Here's a buck I have been watching for 2 years now and yesterday my buddy connected with him.


----------



## Mattuk

Well done to your friend, a nice looking buck.


----------



## bones44

Wow ! Awesome buck !!


----------



## youngdon

That's a nice buck for sure SRN... Good to see you back.


----------



## hassell

Congrats., Just awesome.


----------



## screamin6x6

Beautiful buck. Congrats to him.


----------



## saskredneck

Thanks guys. He is pretty excited. Grossed 190. 
Now im going to try and get my wife a nice one to cut her tag on. And maybe if I get time I'll be able to find one for myself.


----------



## Helmet_S

that is a beast of a deer. Congrats to your buddy.


----------



## bar-d

saskredneck said:


> Here's a buck I have been watching for 2 years now and yesterday my buddy connected with him.


Beauty!


----------



## ebbs

It's so wild that the body size of those brutes makes their racks look smaller than they would on a deer from the southern states.


----------



## Axel

WoW!! That's an awesome buck! Congrats


----------



## wvcoyote

what a really great buck congrats.


----------



## showmeyote

Thats a brute


----------



## Laststep

That is one heck of a heavy buck. Man you are afriend to let your buddy take him.
Job well done on your friendspart.


----------



## saskredneck

He had it rough scored the other day and it grossed 190. We had the buck pinned in a little bush and he could only go two ways. We each had a 50% chance at him. This was his first big buck and he deserved it.


----------



## pantherarms99

Man what a buck!!


----------



## knapper

You are a real friend to let him take it!


----------



## ReidRH

saskredneck said:


> Here's a buck I have been watching for 2 years now and yesterday my buddy connected with him.

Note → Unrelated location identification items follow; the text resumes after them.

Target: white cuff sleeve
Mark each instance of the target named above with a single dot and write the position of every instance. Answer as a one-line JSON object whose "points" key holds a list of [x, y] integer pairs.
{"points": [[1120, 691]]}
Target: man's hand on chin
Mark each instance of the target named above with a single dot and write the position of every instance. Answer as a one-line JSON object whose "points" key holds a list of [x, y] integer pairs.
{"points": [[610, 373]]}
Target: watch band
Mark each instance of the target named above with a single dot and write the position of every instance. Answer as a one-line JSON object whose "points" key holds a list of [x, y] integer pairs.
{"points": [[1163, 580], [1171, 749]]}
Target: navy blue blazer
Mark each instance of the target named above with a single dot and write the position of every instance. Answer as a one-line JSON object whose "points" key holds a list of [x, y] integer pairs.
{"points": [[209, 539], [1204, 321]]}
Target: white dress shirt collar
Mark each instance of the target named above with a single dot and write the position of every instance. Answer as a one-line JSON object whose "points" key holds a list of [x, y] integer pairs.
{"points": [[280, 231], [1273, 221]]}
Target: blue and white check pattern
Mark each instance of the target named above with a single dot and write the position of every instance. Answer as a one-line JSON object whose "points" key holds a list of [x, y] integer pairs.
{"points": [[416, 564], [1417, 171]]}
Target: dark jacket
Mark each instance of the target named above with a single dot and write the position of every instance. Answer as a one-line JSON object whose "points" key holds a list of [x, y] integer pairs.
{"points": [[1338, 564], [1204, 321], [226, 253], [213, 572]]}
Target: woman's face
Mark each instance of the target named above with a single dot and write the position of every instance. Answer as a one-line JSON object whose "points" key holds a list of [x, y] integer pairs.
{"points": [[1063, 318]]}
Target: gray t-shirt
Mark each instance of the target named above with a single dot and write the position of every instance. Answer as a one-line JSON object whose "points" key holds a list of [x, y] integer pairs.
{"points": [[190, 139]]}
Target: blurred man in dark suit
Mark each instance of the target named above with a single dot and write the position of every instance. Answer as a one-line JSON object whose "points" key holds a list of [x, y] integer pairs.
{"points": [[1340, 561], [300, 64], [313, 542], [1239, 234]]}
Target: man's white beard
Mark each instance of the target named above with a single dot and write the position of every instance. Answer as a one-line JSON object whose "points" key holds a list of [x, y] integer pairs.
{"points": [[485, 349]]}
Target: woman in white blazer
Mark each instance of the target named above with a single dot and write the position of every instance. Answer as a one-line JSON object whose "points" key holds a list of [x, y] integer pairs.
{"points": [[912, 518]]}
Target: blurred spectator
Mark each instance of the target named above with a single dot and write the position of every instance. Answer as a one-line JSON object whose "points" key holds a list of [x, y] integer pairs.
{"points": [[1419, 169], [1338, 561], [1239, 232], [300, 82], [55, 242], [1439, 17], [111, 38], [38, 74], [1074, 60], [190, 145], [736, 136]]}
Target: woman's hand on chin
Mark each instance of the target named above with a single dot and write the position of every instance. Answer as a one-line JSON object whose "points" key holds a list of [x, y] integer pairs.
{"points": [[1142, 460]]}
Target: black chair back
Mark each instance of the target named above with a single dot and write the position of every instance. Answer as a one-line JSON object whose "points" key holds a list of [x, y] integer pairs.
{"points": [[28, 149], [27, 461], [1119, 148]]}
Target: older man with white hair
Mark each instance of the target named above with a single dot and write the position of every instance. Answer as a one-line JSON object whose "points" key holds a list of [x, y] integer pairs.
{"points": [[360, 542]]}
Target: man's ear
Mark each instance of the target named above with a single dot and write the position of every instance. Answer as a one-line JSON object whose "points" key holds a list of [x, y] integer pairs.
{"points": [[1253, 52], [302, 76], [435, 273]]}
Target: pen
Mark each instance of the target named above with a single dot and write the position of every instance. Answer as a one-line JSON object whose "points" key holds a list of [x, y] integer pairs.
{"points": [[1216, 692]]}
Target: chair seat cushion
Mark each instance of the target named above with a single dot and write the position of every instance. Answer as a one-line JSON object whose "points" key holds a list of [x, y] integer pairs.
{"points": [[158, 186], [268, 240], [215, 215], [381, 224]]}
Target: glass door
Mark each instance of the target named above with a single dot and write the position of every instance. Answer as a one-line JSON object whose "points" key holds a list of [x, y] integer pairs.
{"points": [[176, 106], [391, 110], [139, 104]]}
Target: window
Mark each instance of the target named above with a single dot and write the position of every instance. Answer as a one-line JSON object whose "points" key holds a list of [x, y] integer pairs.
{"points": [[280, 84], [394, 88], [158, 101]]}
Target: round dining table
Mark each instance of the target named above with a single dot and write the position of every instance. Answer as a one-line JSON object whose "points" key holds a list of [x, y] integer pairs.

You Are A Friend Indeed! That is an Awesome Story! This is the Kind of Story We All Need to Tell Everyone About! Not all Hunters are Idiots Regardless of What the Media would have People to believe!

Awesome Buck Man I am Very Pleased Yall had this Opportunity to share this Hunt! Memories of a lifetime!


----------



## saskredneck

Thanks. We're both still smiling. Couldn't be happier.


----------



## SWAMPBUCK10PT

Great Deer You Guys really did good-Congrats to your Buddy-----sb


----------



## Predatorhunter

That is a beautiful buck what a big one. Congrats to your buddy!


----------



## 220swift

Congrats to you and your buddy. Great buck. Gotta love them drop tines.


----------



## oneshotcowboy

great lookin buck


----------



## All-Around-Outdoorsman

He is an absolute monster well done!!!


----------



## Fitz

Wow that's a big'ol bruiser! Good job at findin him and lettin your buddy take him on top of that!


----------



## Antlerz22

Theres the proof that steroids are in the ground in Saskatchewan. I knew it!!

JK--LOL nice bruiser!!


----------